The Bailie laughed and went out.

"I will bear it in mind, Janet," said he, for he felt that he was wasting time. He did not mean Janet's dimpled chin.

"Better put it down in your notebook—I'll fetch it, sir!" And Janet promptly fetched a black leather case, round-shouldered with importance and bulgy with business.

So the Bailie stood in the half-light which came from the kitchen window, and wetted the stub of a lead-pencil, which Janet had carried for years in the pocket of her working-dresses without ever needing it. He hesitated what to write.

"The young man's name, sir, is James Annan, and you can send the letter in care of me, sir," said Janet, with a subtle suggestiveness. She tiptoed round till she touched his sleeve, so as to look over at what he was writing.

"Thank you, Janet; anything else?" asked the Bailie.

"No, sir," said Janet, hesitating with her finger at her lip, "unless, sir, you could think to put him on this district."

So it happened that in due time Mr. Cleaver lost the services of Cleaver's boy. These valuable assets were simultaneously gained by the city corporation in the department of Cleaning and Lighting. This has been the immemorial method in which subordinate positions have been filled, according to the best traditions of the municipal service.
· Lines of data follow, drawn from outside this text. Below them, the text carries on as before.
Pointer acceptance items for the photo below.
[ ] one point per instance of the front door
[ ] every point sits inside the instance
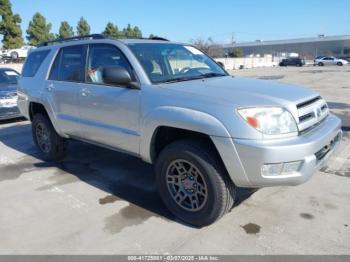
(109, 114)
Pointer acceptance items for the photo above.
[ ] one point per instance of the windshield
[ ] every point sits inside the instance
(8, 77)
(174, 62)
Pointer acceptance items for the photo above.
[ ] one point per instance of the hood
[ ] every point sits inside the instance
(8, 90)
(244, 91)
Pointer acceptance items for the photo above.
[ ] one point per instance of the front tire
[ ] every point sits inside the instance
(51, 146)
(193, 183)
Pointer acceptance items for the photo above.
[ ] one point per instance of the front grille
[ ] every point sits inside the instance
(311, 113)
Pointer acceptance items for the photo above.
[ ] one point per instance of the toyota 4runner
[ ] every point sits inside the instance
(207, 132)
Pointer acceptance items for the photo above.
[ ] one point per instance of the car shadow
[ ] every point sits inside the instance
(121, 176)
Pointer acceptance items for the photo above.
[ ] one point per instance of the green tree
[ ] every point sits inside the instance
(83, 28)
(65, 30)
(236, 52)
(10, 26)
(111, 30)
(38, 30)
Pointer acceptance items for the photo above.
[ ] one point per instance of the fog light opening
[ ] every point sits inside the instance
(281, 169)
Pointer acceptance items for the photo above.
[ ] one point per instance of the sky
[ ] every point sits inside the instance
(187, 20)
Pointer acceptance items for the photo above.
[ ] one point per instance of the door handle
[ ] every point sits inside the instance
(85, 92)
(50, 87)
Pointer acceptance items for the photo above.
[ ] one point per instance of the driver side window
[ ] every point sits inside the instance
(101, 56)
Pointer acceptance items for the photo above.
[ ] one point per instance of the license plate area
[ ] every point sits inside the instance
(321, 154)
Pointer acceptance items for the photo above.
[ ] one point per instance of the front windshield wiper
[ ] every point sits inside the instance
(180, 79)
(212, 74)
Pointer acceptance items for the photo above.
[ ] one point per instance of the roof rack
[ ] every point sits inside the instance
(74, 38)
(158, 38)
(95, 36)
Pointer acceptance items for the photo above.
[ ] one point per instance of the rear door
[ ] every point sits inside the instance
(62, 87)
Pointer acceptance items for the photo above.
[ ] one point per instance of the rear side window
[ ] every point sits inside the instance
(33, 62)
(69, 64)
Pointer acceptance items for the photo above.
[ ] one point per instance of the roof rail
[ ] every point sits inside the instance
(158, 38)
(95, 36)
(74, 38)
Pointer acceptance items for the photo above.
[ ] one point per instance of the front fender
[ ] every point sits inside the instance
(177, 117)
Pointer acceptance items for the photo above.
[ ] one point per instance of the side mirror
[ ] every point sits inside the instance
(221, 64)
(117, 75)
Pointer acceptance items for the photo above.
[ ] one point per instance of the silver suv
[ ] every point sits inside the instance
(207, 132)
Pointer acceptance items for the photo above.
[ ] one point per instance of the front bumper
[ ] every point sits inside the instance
(9, 113)
(312, 148)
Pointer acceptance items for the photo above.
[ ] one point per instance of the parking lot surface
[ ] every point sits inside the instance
(102, 202)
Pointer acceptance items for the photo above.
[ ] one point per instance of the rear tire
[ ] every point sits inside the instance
(193, 182)
(51, 146)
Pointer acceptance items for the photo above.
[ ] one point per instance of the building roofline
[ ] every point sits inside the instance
(290, 41)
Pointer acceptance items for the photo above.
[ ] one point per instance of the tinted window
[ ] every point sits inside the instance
(72, 64)
(101, 56)
(33, 62)
(8, 77)
(54, 73)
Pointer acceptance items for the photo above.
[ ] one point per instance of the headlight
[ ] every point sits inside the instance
(270, 120)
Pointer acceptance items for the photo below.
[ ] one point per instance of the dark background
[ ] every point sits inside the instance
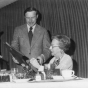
(69, 17)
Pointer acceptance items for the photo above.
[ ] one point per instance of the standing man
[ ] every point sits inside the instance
(34, 45)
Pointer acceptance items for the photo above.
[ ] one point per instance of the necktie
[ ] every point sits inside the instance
(30, 34)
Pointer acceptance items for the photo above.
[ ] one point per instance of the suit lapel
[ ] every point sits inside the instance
(35, 35)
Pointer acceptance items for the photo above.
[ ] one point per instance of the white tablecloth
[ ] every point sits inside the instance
(65, 84)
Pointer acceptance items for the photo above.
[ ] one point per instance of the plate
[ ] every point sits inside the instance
(20, 80)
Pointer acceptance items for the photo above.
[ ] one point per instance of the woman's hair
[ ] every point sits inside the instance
(64, 42)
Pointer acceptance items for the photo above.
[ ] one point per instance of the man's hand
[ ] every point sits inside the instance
(47, 66)
(34, 62)
(40, 60)
(15, 60)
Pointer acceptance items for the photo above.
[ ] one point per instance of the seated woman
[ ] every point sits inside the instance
(60, 44)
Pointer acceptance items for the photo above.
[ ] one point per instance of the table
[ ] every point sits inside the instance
(66, 84)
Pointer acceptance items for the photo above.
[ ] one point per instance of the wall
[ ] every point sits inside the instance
(68, 17)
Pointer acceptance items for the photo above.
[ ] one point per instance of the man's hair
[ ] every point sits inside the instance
(29, 9)
(64, 42)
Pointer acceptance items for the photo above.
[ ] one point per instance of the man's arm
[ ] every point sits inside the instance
(46, 52)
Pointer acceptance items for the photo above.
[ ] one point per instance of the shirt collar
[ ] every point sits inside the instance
(32, 27)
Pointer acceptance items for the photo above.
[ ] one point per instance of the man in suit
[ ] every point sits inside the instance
(37, 50)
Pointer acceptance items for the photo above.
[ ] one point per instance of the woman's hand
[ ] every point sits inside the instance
(47, 66)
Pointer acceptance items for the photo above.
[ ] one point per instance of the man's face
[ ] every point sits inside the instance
(31, 18)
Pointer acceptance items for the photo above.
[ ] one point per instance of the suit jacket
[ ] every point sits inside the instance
(40, 42)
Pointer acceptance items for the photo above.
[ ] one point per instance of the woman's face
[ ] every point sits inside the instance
(55, 50)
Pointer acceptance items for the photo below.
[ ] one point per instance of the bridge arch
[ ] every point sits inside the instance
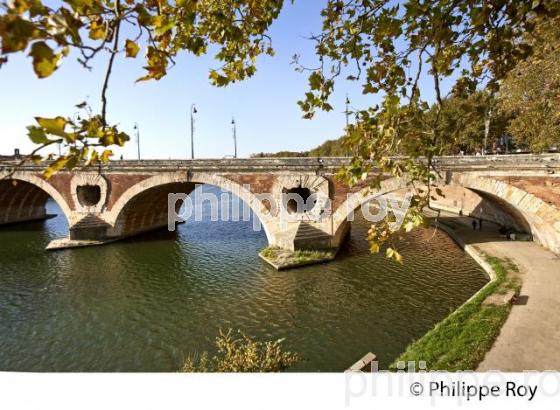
(153, 193)
(523, 210)
(542, 219)
(24, 199)
(361, 197)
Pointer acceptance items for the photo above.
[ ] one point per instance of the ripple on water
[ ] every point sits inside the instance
(145, 303)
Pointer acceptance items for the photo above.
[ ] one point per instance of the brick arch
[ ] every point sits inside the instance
(530, 212)
(28, 196)
(357, 199)
(151, 197)
(543, 219)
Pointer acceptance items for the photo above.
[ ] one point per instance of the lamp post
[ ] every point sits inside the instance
(347, 112)
(234, 128)
(487, 115)
(193, 111)
(75, 119)
(137, 132)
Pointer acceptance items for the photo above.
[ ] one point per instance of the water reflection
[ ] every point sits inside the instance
(144, 304)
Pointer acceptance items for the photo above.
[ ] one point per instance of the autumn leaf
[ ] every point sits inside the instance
(98, 29)
(131, 49)
(53, 125)
(106, 155)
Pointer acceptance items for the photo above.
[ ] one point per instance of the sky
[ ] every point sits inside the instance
(264, 106)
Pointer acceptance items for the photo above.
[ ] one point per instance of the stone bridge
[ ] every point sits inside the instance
(125, 198)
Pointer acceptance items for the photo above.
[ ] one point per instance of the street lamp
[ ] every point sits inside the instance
(234, 137)
(193, 111)
(347, 112)
(137, 132)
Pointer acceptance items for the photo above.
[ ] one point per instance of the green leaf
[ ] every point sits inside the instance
(45, 61)
(55, 167)
(37, 135)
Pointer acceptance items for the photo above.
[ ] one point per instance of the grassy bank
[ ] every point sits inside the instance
(461, 340)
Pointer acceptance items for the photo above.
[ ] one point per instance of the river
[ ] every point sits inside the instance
(146, 303)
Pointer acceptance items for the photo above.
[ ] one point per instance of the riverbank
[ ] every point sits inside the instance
(527, 338)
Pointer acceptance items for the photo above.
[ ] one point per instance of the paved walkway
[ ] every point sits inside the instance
(530, 338)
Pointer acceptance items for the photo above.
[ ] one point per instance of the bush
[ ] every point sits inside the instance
(241, 354)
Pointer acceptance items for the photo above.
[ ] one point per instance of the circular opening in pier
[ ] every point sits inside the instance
(294, 196)
(89, 195)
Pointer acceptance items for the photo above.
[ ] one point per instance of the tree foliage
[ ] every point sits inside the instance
(241, 354)
(389, 48)
(531, 91)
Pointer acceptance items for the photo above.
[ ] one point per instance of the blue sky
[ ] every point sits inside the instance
(268, 118)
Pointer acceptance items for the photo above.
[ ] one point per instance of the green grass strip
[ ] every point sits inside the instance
(461, 340)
The great thing is, of course, to catch your convener, as it were, between dinner and Bogie roll.

James Annan was placed on the southern district, and his duty was to mark in a notebook, less important but a good deal cleaner than the Bailie's, the names of the streets which were attended to in their order, and also the exact moment when each final ash-backet was heaped upon the cart.

What precise benefit trim Janet of Inverness got from the arrangement is not clear. For, being occupied during the night, Cleaver's boy could no more come for the orders early in the morning, nor yet trot whistling down the area steps an hour later with the laden basket upon his arm. So that Janet, supposing the matter interested her at all, seemed definitely to be the loser.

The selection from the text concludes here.